Sunday, October 05, 2014

Last Weekend the Sprinkler, This Weekend the Fireplace.

I had the craziest week, you all.

It started out with Genevieve catching a virus (that she hasn't yet kicked 100%, 8 days later) that necessitated a day home from school (and thus a day home from work for me), and ended with my girls' school's annual Walk-A-Thon on Friday, which also happened to be a gray, drizzly, verrrrry windy, and verrrrry cold day (er, 40+ degrees colder than it had been last weekend when Julia played in the sprinkler with friends, hello Minnesota in autumn).

The Walk-A-Thon would have been no big deal at ALL in any other year, but this year it meant going out to walk at different classrooms' times with different autistic children (some of whom also have ADHD and are highly impulsive), so...you know...challenging. ;)
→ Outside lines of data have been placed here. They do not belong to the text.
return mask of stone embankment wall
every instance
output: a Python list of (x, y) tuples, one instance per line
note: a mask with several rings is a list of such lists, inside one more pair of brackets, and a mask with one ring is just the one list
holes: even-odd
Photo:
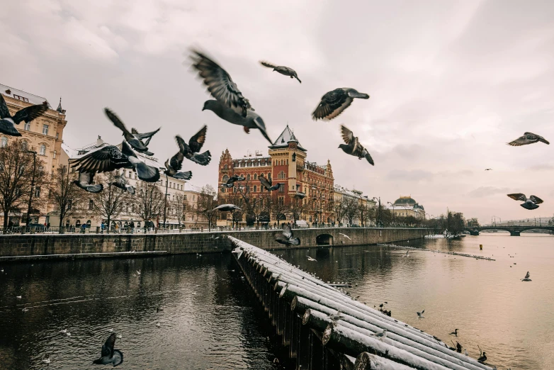
[[(247, 230), (164, 234), (24, 234), (0, 235), (0, 260), (15, 259), (16, 256), (40, 258), (79, 257), (91, 253), (111, 254), (124, 252), (160, 252), (169, 254), (206, 253), (230, 250), (227, 235), (260, 248), (286, 248), (274, 241), (278, 230)], [(331, 228), (293, 230), (300, 238), (298, 247), (317, 245), (347, 246), (371, 245), (421, 239), (429, 233), (420, 228)], [(54, 256), (55, 255), (55, 256)], [(104, 255), (106, 256), (106, 255)], [(103, 257), (86, 254), (82, 257)]]

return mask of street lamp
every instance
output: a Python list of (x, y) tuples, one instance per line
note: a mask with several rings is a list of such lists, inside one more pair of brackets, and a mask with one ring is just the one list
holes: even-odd
[(33, 155), (33, 175), (30, 179), (30, 194), (29, 194), (29, 205), (27, 207), (27, 222), (25, 223), (26, 226), (29, 227), (30, 221), (30, 203), (33, 201), (33, 190), (35, 188), (35, 172), (37, 168), (37, 152), (34, 150), (26, 150), (26, 152)]

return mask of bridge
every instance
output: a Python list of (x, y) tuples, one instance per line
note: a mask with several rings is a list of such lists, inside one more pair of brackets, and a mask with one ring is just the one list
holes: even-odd
[(511, 236), (519, 236), (519, 234), (528, 230), (546, 230), (550, 232), (554, 232), (554, 226), (479, 226), (468, 227), (464, 229), (470, 235), (478, 235), (481, 231), (485, 230), (502, 230), (509, 231)]

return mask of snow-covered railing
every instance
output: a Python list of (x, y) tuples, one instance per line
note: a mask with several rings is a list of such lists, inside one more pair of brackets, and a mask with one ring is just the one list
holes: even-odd
[[(228, 237), (297, 369), (490, 369), (272, 253)], [(333, 320), (329, 315), (341, 311)], [(386, 337), (375, 334), (387, 330)], [(354, 359), (356, 359), (354, 360)]]

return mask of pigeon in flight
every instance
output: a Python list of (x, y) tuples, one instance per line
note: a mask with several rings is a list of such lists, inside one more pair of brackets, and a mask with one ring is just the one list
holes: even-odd
[(283, 225), (283, 231), (275, 233), (275, 241), (285, 245), (298, 245), (300, 240), (298, 237), (293, 237), (293, 230), (288, 225)]
[(171, 157), (171, 159), (167, 159), (164, 165), (166, 169), (164, 173), (167, 176), (174, 177), (175, 179), (179, 179), (181, 180), (190, 180), (193, 176), (193, 173), (191, 171), (179, 171), (183, 167), (183, 159), (185, 156), (181, 152), (181, 147), (179, 151)]
[(528, 144), (534, 144), (538, 142), (544, 142), (545, 144), (550, 144), (544, 138), (538, 135), (535, 135), (533, 133), (525, 133), (523, 136), (521, 136), (514, 141), (508, 143), (509, 145), (512, 147), (521, 147), (521, 145), (527, 145)]
[(232, 175), (231, 177), (229, 178), (229, 179), (227, 181), (225, 184), (223, 184), (221, 185), (223, 188), (232, 188), (233, 184), (236, 181), (244, 181), (244, 176), (237, 176), (237, 175)]
[(93, 364), (109, 365), (116, 366), (123, 362), (123, 354), (119, 349), (114, 349), (115, 344), (115, 333), (113, 332), (102, 345), (102, 352), (99, 359), (92, 361)]
[(271, 181), (271, 178), (269, 177), (268, 179), (266, 179), (266, 177), (264, 176), (264, 174), (260, 174), (260, 176), (258, 176), (258, 179), (260, 181), (260, 183), (264, 186), (264, 188), (267, 189), (268, 191), (273, 191), (273, 190), (277, 190), (279, 189), (279, 186), (284, 185), (284, 182), (279, 182), (276, 184), (275, 185), (273, 185), (273, 181)]
[(135, 188), (133, 188), (131, 185), (129, 185), (129, 183), (127, 182), (127, 179), (123, 174), (121, 174), (120, 175), (115, 175), (113, 177), (113, 182), (111, 183), (112, 185), (120, 189), (128, 191), (130, 194), (135, 194)]
[(354, 98), (368, 99), (369, 95), (348, 87), (335, 89), (332, 91), (329, 91), (322, 96), (320, 105), (312, 113), (312, 118), (315, 120), (332, 120), (348, 108)]
[(119, 119), (119, 117), (118, 117), (115, 113), (107, 108), (104, 108), (104, 112), (106, 112), (106, 115), (108, 116), (108, 118), (110, 118), (110, 120), (112, 121), (112, 123), (113, 123), (115, 127), (121, 130), (121, 131), (123, 133), (123, 137), (125, 138), (125, 140), (127, 140), (127, 142), (128, 142), (129, 145), (132, 146), (133, 149), (135, 149), (135, 150), (146, 155), (154, 155), (154, 153), (148, 151), (148, 147), (147, 146), (147, 144), (142, 142), (142, 139), (148, 139), (147, 142), (149, 143), (150, 138), (154, 136), (156, 133), (159, 131), (159, 128), (155, 131), (144, 134), (139, 133), (137, 130), (132, 128), (131, 132), (130, 133), (123, 124), (123, 122)]
[(202, 149), (202, 145), (204, 145), (204, 142), (206, 140), (207, 131), (208, 126), (204, 125), (204, 127), (200, 128), (200, 131), (191, 138), (188, 145), (185, 140), (183, 140), (183, 138), (179, 135), (175, 137), (175, 140), (177, 140), (177, 144), (179, 146), (179, 152), (183, 154), (185, 158), (201, 166), (207, 165), (212, 160), (212, 155), (209, 150), (199, 154), (200, 150)]
[(28, 123), (42, 116), (48, 110), (45, 103), (23, 108), (12, 116), (4, 96), (0, 94), (0, 133), (10, 136), (21, 136), (14, 125), (18, 125), (22, 120)]
[(249, 111), (254, 111), (227, 71), (204, 54), (194, 50), (192, 52), (193, 67), (203, 79), (212, 96), (243, 117)]
[(93, 184), (94, 172), (79, 172), (79, 180), (74, 180), (73, 184), (88, 191), (89, 193), (100, 193), (104, 189), (101, 184)]
[(342, 139), (344, 140), (344, 142), (346, 142), (346, 144), (341, 144), (339, 145), (339, 147), (342, 149), (343, 152), (350, 155), (358, 157), (358, 159), (366, 158), (370, 164), (372, 166), (375, 165), (373, 159), (368, 152), (368, 150), (360, 144), (360, 142), (358, 140), (358, 137), (354, 137), (354, 134), (352, 131), (341, 125), (341, 133), (342, 134)]
[(522, 194), (521, 193), (508, 194), (508, 196), (509, 196), (514, 201), (521, 201), (524, 202), (523, 203), (520, 204), (520, 206), (524, 208), (525, 209), (528, 209), (528, 210), (537, 209), (538, 208), (538, 206), (537, 206), (537, 204), (541, 204), (541, 203), (543, 203), (543, 200), (538, 196), (535, 196), (532, 195), (529, 196), (529, 198), (527, 198), (526, 196), (525, 196), (525, 194)]
[(220, 118), (230, 122), (234, 125), (239, 125), (243, 126), (244, 132), (250, 133), (251, 128), (257, 128), (261, 133), (261, 135), (267, 139), (271, 145), (273, 142), (269, 138), (267, 135), (267, 130), (266, 128), (266, 124), (264, 123), (264, 120), (257, 113), (252, 111), (248, 111), (245, 116), (242, 116), (237, 113), (230, 108), (228, 108), (223, 105), (222, 103), (217, 100), (207, 100), (204, 102), (204, 107), (203, 111), (211, 111), (215, 113)]
[(222, 204), (220, 206), (217, 206), (212, 211), (220, 211), (222, 212), (228, 212), (228, 211), (233, 212), (237, 210), (240, 211), (240, 208), (237, 207), (234, 204)]
[(296, 79), (298, 80), (298, 82), (302, 84), (302, 81), (300, 81), (300, 79), (298, 78), (298, 75), (296, 74), (296, 71), (295, 71), (292, 68), (289, 68), (288, 67), (284, 67), (282, 65), (273, 65), (271, 63), (268, 63), (267, 62), (264, 62), (264, 61), (260, 61), (260, 64), (264, 67), (267, 67), (268, 68), (273, 68), (273, 71), (279, 72), (281, 74), (284, 74), (285, 76), (290, 76), (291, 79)]

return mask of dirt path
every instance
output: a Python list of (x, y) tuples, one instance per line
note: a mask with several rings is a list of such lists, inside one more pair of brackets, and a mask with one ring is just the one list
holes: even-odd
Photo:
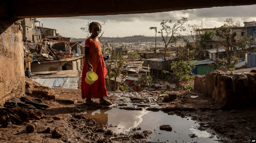
[[(166, 93), (165, 91), (143, 91), (138, 93), (124, 93), (124, 96), (130, 98), (133, 97), (130, 99), (133, 101), (118, 100), (115, 97), (109, 96), (106, 98), (112, 102), (113, 104), (107, 106), (85, 105), (83, 103), (85, 100), (81, 98), (80, 90), (53, 89), (56, 95), (59, 96), (56, 99), (52, 99), (38, 94), (27, 96), (30, 99), (41, 98), (44, 104), (50, 106), (44, 110), (47, 117), (40, 120), (28, 120), (20, 124), (13, 124), (11, 126), (8, 128), (0, 128), (1, 142), (111, 142), (108, 139), (109, 138), (121, 136), (120, 134), (114, 134), (113, 131), (100, 126), (92, 126), (95, 121), (92, 119), (84, 118), (82, 116), (83, 113), (94, 109), (120, 108), (123, 107), (122, 104), (127, 102), (132, 102), (135, 107), (145, 108), (142, 107), (140, 103), (141, 100), (148, 99), (148, 96), (155, 100), (151, 101), (150, 100), (147, 104), (157, 104), (160, 106), (158, 108), (150, 108), (148, 110), (161, 110), (169, 115), (176, 114), (182, 117), (191, 117), (193, 120), (200, 123), (201, 125), (198, 127), (199, 130), (210, 131), (220, 137), (221, 140), (219, 142), (249, 142), (251, 138), (256, 137), (256, 126), (254, 124), (254, 117), (256, 116), (255, 108), (226, 110), (221, 104), (207, 95), (200, 95), (201, 97), (199, 98), (190, 98), (191, 95), (196, 95), (191, 94), (187, 91), (169, 92), (169, 94), (177, 94), (177, 99), (167, 102), (163, 101), (163, 96), (159, 96)], [(148, 95), (147, 97), (144, 96), (145, 94)], [(135, 107), (134, 106), (130, 108), (132, 110)], [(26, 127), (32, 123), (37, 125), (37, 129), (40, 131), (48, 127), (52, 131), (55, 127), (58, 127), (62, 132), (61, 137), (54, 138), (51, 134), (40, 133), (37, 131), (27, 133)], [(101, 125), (105, 126), (106, 125)], [(150, 131), (145, 131), (143, 133), (134, 132), (126, 134), (129, 135), (125, 137), (127, 138), (112, 141), (113, 142), (119, 142), (114, 141), (142, 142), (141, 138), (146, 137), (145, 135), (150, 134)]]

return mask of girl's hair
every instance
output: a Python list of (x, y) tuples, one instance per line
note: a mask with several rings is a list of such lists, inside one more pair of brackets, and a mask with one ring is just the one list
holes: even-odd
[(92, 28), (92, 25), (93, 25), (100, 26), (100, 32), (101, 32), (101, 25), (100, 25), (100, 24), (98, 22), (92, 22), (89, 24), (88, 28), (88, 30), (89, 30), (89, 32), (90, 32), (90, 33), (91, 33), (91, 30)]

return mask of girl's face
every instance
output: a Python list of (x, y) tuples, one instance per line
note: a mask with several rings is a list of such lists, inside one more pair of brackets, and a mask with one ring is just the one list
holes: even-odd
[(99, 26), (93, 25), (92, 25), (91, 31), (92, 35), (96, 37), (98, 37), (100, 34), (101, 29), (100, 29), (100, 26)]

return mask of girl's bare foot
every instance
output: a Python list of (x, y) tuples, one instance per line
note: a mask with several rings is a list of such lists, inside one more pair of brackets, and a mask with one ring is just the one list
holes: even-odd
[(101, 98), (100, 98), (100, 103), (106, 105), (111, 105), (112, 104), (112, 102), (111, 101), (107, 100), (105, 99), (104, 97)]

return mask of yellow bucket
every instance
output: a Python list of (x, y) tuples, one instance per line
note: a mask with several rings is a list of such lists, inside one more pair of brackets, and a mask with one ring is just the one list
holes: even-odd
[(91, 69), (91, 71), (86, 73), (85, 82), (88, 84), (92, 84), (97, 79), (98, 79), (98, 76), (96, 73), (92, 72), (92, 69)]

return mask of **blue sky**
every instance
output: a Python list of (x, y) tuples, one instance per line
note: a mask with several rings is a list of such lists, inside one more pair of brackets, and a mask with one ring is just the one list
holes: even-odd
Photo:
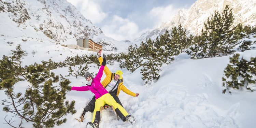
[(196, 0), (67, 0), (105, 35), (118, 41), (133, 40), (169, 21), (180, 9)]

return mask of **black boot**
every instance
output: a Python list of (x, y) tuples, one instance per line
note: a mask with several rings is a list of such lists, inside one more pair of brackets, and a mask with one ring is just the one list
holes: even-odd
[(84, 115), (85, 115), (86, 112), (86, 111), (84, 110), (84, 111), (83, 112), (83, 114), (82, 114), (82, 115), (80, 116), (80, 122), (83, 122), (84, 121)]
[(126, 119), (126, 121), (130, 122), (132, 124), (133, 124), (135, 122), (135, 120), (132, 116), (128, 115), (125, 117), (125, 118)]
[(86, 125), (86, 128), (99, 128), (99, 126), (97, 123), (89, 122)]

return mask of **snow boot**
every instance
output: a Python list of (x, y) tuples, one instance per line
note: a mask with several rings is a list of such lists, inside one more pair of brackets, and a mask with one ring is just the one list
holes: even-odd
[(80, 118), (80, 118), (80, 122), (83, 122), (84, 121), (84, 116), (82, 115), (80, 117)]
[(135, 120), (132, 116), (128, 115), (125, 117), (125, 118), (126, 119), (126, 121), (130, 122), (132, 124), (133, 124), (135, 122)]
[(99, 128), (99, 126), (97, 123), (89, 122), (86, 125), (86, 128)]

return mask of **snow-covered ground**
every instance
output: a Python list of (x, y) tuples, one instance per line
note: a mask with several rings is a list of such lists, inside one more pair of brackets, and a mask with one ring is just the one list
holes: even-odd
[[(103, 51), (104, 53), (105, 52)], [(200, 60), (193, 60), (184, 54), (180, 54), (171, 64), (163, 66), (161, 77), (152, 85), (144, 85), (140, 69), (132, 73), (125, 69), (124, 85), (135, 93), (137, 97), (123, 92), (119, 97), (128, 113), (134, 116), (136, 122), (117, 120), (112, 112), (103, 113), (100, 125), (101, 128), (253, 128), (256, 115), (256, 93), (247, 90), (232, 91), (232, 95), (222, 94), (221, 78), (224, 68), (229, 62), (229, 56)], [(119, 70), (119, 63), (108, 67), (112, 71)], [(90, 65), (89, 71), (98, 69)], [(53, 70), (56, 74), (68, 74), (68, 68)], [(102, 76), (102, 80), (105, 77)], [(71, 86), (83, 86), (84, 78), (68, 77)], [(22, 81), (16, 84), (15, 90), (24, 92), (29, 83)], [(0, 91), (1, 100), (6, 98)], [(77, 113), (68, 115), (67, 122), (56, 128), (85, 128), (90, 121), (92, 114), (86, 113), (83, 122), (74, 119), (79, 118), (84, 107), (93, 97), (89, 91), (72, 91), (66, 95), (67, 100), (76, 101)], [(0, 108), (2, 108), (1, 105)], [(10, 127), (4, 118), (11, 118), (10, 113), (0, 112), (1, 127)], [(14, 124), (19, 122), (17, 118)], [(31, 123), (23, 126), (32, 127)]]

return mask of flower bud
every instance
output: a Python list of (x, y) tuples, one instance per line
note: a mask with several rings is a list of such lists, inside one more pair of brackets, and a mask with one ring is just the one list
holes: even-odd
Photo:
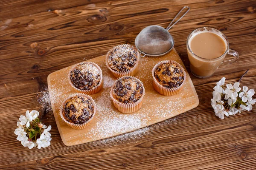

Friday may have been the longest day ever, since after the super challenging work/school-day, the girls and I still had a Target run and farm-share pick-up to accomplish before collapsing in front of the fireplace with blankets, dinner, The Muppet Show on DVD, and frozen custard for dessert.

Or maybe the week actually ended yesterday, when I caught Vivi's virus on a solo-parenting weekend (another bike race, natch) but still managed to shepherd all three of us through homework, chores, guitar practice, grocery shopping, a visit to the apple orchard, and a post-dinner stint at the college rec center for jogging (Julia), walking (me), and shooting basketballs (Genevieve).

To tell you the truth, despite feeling under the weather and being on solo-parenting duty, I found yesterday with its busy slate of activities to be completely calm, smooth, and relaxed. My girls are almost always super-cooperative and calm on these solo-parenting weekends, and we generally manage to have a lot of fun despite chores and obligations. Of course the best part is having two cuddly girls in my bed at night. We pile it high with pillows, extra blankets, and stuffed friends so it's extra cozy, and this time no one kicked me in the night and everyone slept well. :)

All right, friends, onward into a new week. I'm praying for a warm-up and some SUN after last week's rain and chill; a reprieve from virus attack; and maybe even some time to bake these, which my friend Kathy says are beyond delicious. Have a great week, everyone!

p.s. Obviously I have no time to take pictures anymore. Sorry for the boring no-photo text.